HiSparc is a very successful outreach project in which secondary school students get to participate in real research into cosmic rays. Running for more than 10 years, there are participating schools in Holland Germany, Denmark, Austria, Vietnam, Poland and the UK. Participating schools receive a DIY detector kit, which students build and install at their school and then analyse the data.

The science

Earth is continuously bombarded by high-energy particles coming from outer space known as cosmic rays, which generate showers in the atmosphere. They were discovered in 1912 by Victor Hess when he took a detector up in a hot air balloon, however, the sources of these particles, in terms of physics processes and production locations, and the rates at which high energy ones occur are still not well known.

To solve these questions, scientists are analysing data from cosmic ray detectors. Scientists can work out a reliable estimation of a shower's energy from the density profile given by measuring the total pulse height of the signals in the dectectors. Whilst to work out the angle of a shower scientists can look at the time difference between when the shower hits one detector and when it hits another in a different location. The more detectors there are, the more data there is for scientists to analyse and this is where the HiSparc project comes in. 

The project

With HiSparc students get to contribute to actual scientific research and to our understanding of cosmic rays. Schools receive a self-assembly cosmic ray detector kit that not only helps students learn about cosmic rays but also collects data for researchers to analyse. Each school's detector data feeds into a shared database, which is hugely beneficial to researchers. Researchers in institutions across the world analyse this data, publishing their findings in numerous scientific papers and discussing their results at an annual international conference.

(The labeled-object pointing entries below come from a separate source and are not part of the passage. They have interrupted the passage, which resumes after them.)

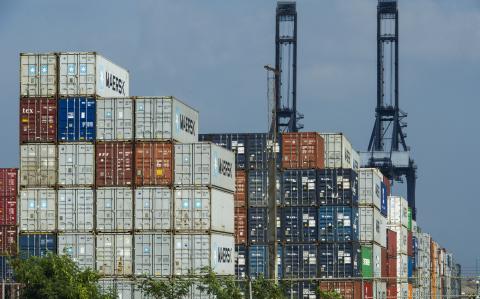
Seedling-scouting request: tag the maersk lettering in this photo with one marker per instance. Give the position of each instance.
(224, 255)
(115, 83)
(187, 124)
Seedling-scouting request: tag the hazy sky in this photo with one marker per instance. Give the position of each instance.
(211, 54)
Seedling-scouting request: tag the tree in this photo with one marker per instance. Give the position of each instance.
(54, 276)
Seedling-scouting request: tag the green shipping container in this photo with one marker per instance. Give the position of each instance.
(367, 263)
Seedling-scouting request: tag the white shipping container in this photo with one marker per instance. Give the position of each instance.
(114, 254)
(75, 210)
(79, 247)
(114, 119)
(76, 164)
(38, 75)
(153, 254)
(397, 211)
(204, 209)
(153, 208)
(90, 74)
(339, 152)
(165, 118)
(114, 209)
(37, 210)
(38, 165)
(370, 187)
(372, 226)
(194, 252)
(204, 164)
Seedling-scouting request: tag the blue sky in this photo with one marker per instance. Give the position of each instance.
(211, 55)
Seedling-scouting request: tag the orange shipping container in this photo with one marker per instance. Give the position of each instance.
(153, 163)
(303, 150)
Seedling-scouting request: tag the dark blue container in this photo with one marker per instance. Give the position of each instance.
(338, 224)
(299, 187)
(37, 244)
(298, 224)
(76, 119)
(337, 186)
(383, 201)
(339, 260)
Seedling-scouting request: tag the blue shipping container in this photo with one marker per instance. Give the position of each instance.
(338, 224)
(37, 245)
(76, 119)
(339, 260)
(337, 186)
(298, 224)
(299, 188)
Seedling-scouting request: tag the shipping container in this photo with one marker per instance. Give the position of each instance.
(299, 187)
(114, 209)
(76, 119)
(372, 226)
(38, 165)
(38, 75)
(153, 208)
(240, 225)
(153, 254)
(337, 224)
(339, 260)
(204, 164)
(79, 247)
(302, 150)
(38, 210)
(337, 187)
(240, 194)
(75, 210)
(114, 254)
(153, 163)
(299, 224)
(90, 74)
(165, 118)
(202, 209)
(339, 152)
(114, 164)
(76, 164)
(194, 252)
(38, 120)
(36, 244)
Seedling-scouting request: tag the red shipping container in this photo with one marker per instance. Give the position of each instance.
(240, 188)
(38, 120)
(347, 289)
(114, 164)
(303, 150)
(153, 163)
(8, 182)
(8, 240)
(240, 225)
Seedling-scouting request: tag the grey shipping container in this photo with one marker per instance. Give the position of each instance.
(204, 164)
(79, 247)
(153, 208)
(114, 254)
(165, 118)
(114, 119)
(114, 209)
(203, 209)
(153, 254)
(38, 165)
(75, 210)
(37, 210)
(76, 164)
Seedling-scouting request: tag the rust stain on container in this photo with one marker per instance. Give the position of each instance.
(153, 163)
(114, 164)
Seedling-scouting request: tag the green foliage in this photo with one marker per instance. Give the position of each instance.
(172, 288)
(55, 276)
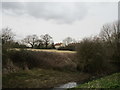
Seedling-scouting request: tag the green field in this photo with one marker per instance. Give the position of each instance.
(48, 50)
(40, 78)
(111, 81)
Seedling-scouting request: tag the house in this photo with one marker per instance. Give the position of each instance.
(57, 45)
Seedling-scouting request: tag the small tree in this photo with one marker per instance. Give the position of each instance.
(31, 40)
(46, 39)
(68, 40)
(7, 36)
(91, 56)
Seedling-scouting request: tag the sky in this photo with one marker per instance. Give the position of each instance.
(58, 19)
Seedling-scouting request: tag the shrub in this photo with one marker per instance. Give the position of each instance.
(91, 56)
(28, 59)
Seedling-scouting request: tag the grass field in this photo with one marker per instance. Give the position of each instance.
(112, 81)
(50, 50)
(40, 78)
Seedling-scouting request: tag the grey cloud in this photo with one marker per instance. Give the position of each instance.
(60, 12)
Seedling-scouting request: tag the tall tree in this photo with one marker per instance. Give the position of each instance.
(46, 38)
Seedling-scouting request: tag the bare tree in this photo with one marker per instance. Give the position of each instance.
(110, 34)
(46, 39)
(31, 40)
(7, 35)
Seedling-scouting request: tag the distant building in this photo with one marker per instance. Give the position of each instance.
(57, 45)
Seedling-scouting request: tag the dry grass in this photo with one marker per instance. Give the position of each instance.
(49, 50)
(41, 78)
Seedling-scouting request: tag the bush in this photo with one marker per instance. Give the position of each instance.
(91, 56)
(28, 59)
(70, 47)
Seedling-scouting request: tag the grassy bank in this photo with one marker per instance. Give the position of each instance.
(41, 78)
(112, 81)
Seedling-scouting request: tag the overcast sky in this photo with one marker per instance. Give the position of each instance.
(58, 19)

A key aspect of the design of the project is that like the researchers the students also get to analyse the data in the shared database, giving them hands-on research experience to go with the practical experience of building and installing the detector. 

Detector kits

As part of the project, participating schools recieve a DIY cosmic ray detector kit that students assemble and install themselves. Schools can choose between a two-detector or four-detector system and the kit contains everything needed for install, including cables and materials to fix it to the roof. The HiSparc team can remotely log in to check the detector's performance and to diagnose problems and will notify schools if there is an issue. The team will also ensure the DAQ software and firmware is automatically updated remotely. The only thing schools will need to provide is power, a computer and an internet connection.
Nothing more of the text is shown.